Aber das erklärt noch nicht, warum er, wenn er in Deutschland einen Winter zu verbringen genötigt ist, an einem Februartag um sechs Uhr morgens bei minus sechs Grad losfährt und am Abend um zehn nach zweihundert Kilometern zurückkommt. Wer würde sich so etwas zumuten? Jeder würde sich noch einmal im Bett umdrehen und sich dann einen Kaffee kochen. Also: warum?

„Erstmal wegen dem Rücken. Nach sechs Stunden im Bett tut es weh. Morgens mache ich immer Gymnastik im Flur, dann bin ich schon wieder elastisch.
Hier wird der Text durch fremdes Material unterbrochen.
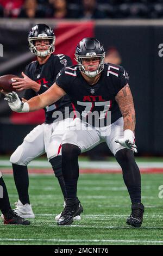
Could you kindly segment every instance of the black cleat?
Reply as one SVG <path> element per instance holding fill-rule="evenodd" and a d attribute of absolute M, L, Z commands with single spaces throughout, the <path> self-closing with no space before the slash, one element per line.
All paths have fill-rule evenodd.
<path fill-rule="evenodd" d="M 143 205 L 140 203 L 132 204 L 132 212 L 127 220 L 127 224 L 135 228 L 140 228 L 143 221 L 143 215 L 145 211 Z"/>
<path fill-rule="evenodd" d="M 78 198 L 66 199 L 66 206 L 62 212 L 57 224 L 60 225 L 70 225 L 73 222 L 73 217 L 83 212 L 83 208 Z"/>
<path fill-rule="evenodd" d="M 4 224 L 15 225 L 29 225 L 30 222 L 20 217 L 11 210 L 7 214 L 4 214 Z"/>

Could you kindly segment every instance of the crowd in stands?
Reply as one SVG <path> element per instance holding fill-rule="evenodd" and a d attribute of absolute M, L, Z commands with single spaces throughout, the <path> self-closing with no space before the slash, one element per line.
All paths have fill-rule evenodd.
<path fill-rule="evenodd" d="M 0 17 L 162 19 L 163 0 L 0 0 Z"/>

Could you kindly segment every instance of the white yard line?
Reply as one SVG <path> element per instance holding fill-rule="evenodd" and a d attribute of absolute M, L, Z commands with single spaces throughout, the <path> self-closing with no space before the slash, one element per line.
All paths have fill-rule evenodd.
<path fill-rule="evenodd" d="M 163 162 L 138 162 L 137 163 L 140 168 L 163 168 Z M 11 167 L 11 164 L 9 160 L 1 160 L 0 167 L 4 166 Z M 29 164 L 30 167 L 51 168 L 51 165 L 48 161 L 34 160 Z M 121 167 L 116 162 L 108 161 L 79 161 L 79 167 L 82 169 L 120 169 Z"/>
<path fill-rule="evenodd" d="M 114 239 L 0 239 L 2 241 L 35 241 L 35 242 L 111 242 L 111 243 L 163 243 L 163 241 L 157 240 L 114 240 Z"/>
Aber zu Hause kann ich nicht einen Tag bleiben. Sobald ich Ruhe habe, frage ich mich: ‘Wo fahre ich hin?‘ Erst fahre ich mit Gegenwind, zurück dann wars schön. Heute umgekehrt, erst die Rheinstraße mit Wind.“

„Ich habe bei null angefangen, bin früher nie Fahrrad gefahren, habe mit Fußball angefangen, bis ich dreiundzwanzig Jahre alt war, dann Tanzen, jahrelang, und dann sagte der Doktor wegen Rückenschmerzen: Fahrradfahren oder Schwimmen. Da habe ich das erste Fahrrad gekauft, ein Kirsch, ein Damenrad, denn mein Rücken war so schlimm, es war zwar nichts kaputt, aber verschlissen. Ich konnte ein Bein gar nicht heben.
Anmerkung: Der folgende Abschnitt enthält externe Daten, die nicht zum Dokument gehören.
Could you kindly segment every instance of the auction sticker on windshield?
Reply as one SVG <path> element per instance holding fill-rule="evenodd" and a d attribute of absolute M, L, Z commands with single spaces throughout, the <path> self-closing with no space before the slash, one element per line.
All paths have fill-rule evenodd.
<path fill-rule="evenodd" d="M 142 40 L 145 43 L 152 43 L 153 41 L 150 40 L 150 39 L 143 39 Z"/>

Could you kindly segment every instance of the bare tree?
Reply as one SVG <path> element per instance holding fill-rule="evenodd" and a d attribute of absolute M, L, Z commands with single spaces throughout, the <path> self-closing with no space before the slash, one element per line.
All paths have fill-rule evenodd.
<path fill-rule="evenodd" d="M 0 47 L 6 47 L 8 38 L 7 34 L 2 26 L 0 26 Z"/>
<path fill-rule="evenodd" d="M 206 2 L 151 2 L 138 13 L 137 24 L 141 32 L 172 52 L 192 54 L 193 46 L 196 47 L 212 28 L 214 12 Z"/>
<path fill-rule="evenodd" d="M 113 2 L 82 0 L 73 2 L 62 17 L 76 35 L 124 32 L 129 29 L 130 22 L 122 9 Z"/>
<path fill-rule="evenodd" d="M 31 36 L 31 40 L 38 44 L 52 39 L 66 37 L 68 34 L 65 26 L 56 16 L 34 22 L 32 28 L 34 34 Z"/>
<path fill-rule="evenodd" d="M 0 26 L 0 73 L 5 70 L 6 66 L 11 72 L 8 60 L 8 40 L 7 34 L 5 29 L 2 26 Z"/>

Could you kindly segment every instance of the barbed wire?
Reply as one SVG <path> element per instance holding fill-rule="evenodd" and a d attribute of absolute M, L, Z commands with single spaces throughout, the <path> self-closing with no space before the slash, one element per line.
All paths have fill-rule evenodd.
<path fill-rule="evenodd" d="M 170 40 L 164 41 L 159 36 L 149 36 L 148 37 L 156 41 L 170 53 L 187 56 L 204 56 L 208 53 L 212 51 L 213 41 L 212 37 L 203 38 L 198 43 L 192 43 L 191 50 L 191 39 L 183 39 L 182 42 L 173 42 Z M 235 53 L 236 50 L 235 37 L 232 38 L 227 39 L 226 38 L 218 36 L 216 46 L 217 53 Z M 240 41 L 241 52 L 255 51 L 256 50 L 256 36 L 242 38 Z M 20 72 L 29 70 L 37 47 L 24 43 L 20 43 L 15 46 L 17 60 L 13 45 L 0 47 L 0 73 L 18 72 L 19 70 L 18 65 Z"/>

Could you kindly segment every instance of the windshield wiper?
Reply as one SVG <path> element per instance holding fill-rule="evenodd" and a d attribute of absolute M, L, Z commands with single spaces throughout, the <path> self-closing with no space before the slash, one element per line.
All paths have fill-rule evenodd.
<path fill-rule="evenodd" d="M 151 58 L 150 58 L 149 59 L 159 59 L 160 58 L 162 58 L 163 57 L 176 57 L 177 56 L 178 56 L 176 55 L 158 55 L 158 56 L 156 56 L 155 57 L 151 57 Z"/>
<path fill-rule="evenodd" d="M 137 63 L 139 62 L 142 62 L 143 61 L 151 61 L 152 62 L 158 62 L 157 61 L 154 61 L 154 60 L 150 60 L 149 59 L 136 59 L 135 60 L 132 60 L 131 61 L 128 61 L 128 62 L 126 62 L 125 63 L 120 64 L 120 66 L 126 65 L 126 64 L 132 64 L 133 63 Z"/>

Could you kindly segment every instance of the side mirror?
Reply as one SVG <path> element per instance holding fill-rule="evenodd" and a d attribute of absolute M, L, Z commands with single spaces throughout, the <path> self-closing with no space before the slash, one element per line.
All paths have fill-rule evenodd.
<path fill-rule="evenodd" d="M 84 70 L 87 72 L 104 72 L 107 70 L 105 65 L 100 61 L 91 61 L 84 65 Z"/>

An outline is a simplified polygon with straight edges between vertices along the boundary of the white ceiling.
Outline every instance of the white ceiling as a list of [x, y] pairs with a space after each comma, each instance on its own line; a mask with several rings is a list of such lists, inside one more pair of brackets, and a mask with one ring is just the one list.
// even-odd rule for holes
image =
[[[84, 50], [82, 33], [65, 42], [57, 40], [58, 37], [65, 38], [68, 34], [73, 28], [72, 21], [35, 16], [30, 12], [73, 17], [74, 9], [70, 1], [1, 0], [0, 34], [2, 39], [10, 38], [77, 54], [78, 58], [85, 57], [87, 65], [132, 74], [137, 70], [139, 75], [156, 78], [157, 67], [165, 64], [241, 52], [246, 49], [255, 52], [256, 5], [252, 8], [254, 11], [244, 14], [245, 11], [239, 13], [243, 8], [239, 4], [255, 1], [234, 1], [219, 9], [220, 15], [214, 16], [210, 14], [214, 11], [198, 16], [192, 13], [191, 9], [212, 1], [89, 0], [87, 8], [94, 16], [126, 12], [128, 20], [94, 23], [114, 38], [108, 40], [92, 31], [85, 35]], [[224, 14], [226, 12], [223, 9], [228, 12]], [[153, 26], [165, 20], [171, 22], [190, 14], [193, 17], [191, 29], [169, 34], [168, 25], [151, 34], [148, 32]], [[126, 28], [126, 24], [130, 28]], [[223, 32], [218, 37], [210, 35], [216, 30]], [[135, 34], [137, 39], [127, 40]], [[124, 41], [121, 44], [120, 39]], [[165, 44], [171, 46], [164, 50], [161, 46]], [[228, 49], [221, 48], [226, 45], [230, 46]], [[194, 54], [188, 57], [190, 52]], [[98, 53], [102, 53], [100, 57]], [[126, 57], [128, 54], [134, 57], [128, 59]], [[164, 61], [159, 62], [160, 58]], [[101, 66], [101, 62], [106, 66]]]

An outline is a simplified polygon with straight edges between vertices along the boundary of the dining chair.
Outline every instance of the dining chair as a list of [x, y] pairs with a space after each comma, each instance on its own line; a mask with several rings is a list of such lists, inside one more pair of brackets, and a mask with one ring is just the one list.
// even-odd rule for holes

Aber morgens, wenn ich zu viel liege… Ich gehe meistens um zehn oder halb elf ins Bett und stehe das erste Mal um zwei Uhr nachts auf, muss in den Keller gehen, etwas zu trinken holen, esse einen Milchreis, dann wieder ins Bett. Um fünf Uhr nochmals, dann sage ich mir: ‘Hat keinen Wert.‘ Ich stehe auf. Mache am Boden oder im Bett Gymnastik. Bewegung, dann wird es schon besser. Im Zelt auf dem Erdboden liegen ist kein Problem, die Matratze schon. Ich gehe um zwei Uhr in ein anderes Bett, nach ein paar Stunden habe ich wieder Schmerzen, egal auf welcher Matratze. Im Zelt, auf dem Boden, auf Beton, auf Holz, auf Kies, im Sand: kein Problem. Und hier, wenn ich aufstehe, spüre ich es schon. Oberhalb der Lendenwirbel, abgenutzt.“

„Um in Italien ein paar Dollars zu verdienen, haben wir von einem Lastwagen mit Anhänger Zementsäcke abgeladen: Säcke holen, die früher fünfzig Kilo wogen und sie hochheben, auf einem Brett gehen, kein Aufzug, kein Gabelstapler, von hier vierzig Meter laufen mit dem Sack, und das stundenlang. Drei oder vier Leute haben das gemacht. Oder Ziegel abladen. Ein ganzer Lastwagen voller Ziegel stand da. Immer dieselbe Bewegung. Oder Decke betonieren. Krank gab es nicht. Beton in Eimer gefüllt, auf den Rücken und die Leiter hoch. Der Maurer nimmt den Eimer, kippt ihn um und ich gehe auf einer anderen Leiter runter. Und das ganze Tage. Wenn ich nicht fertig wurde, ging es am anderen Tag weiter. Oder bis in den Abend hineinschaffen, manchmal bis acht oder neun Uhr.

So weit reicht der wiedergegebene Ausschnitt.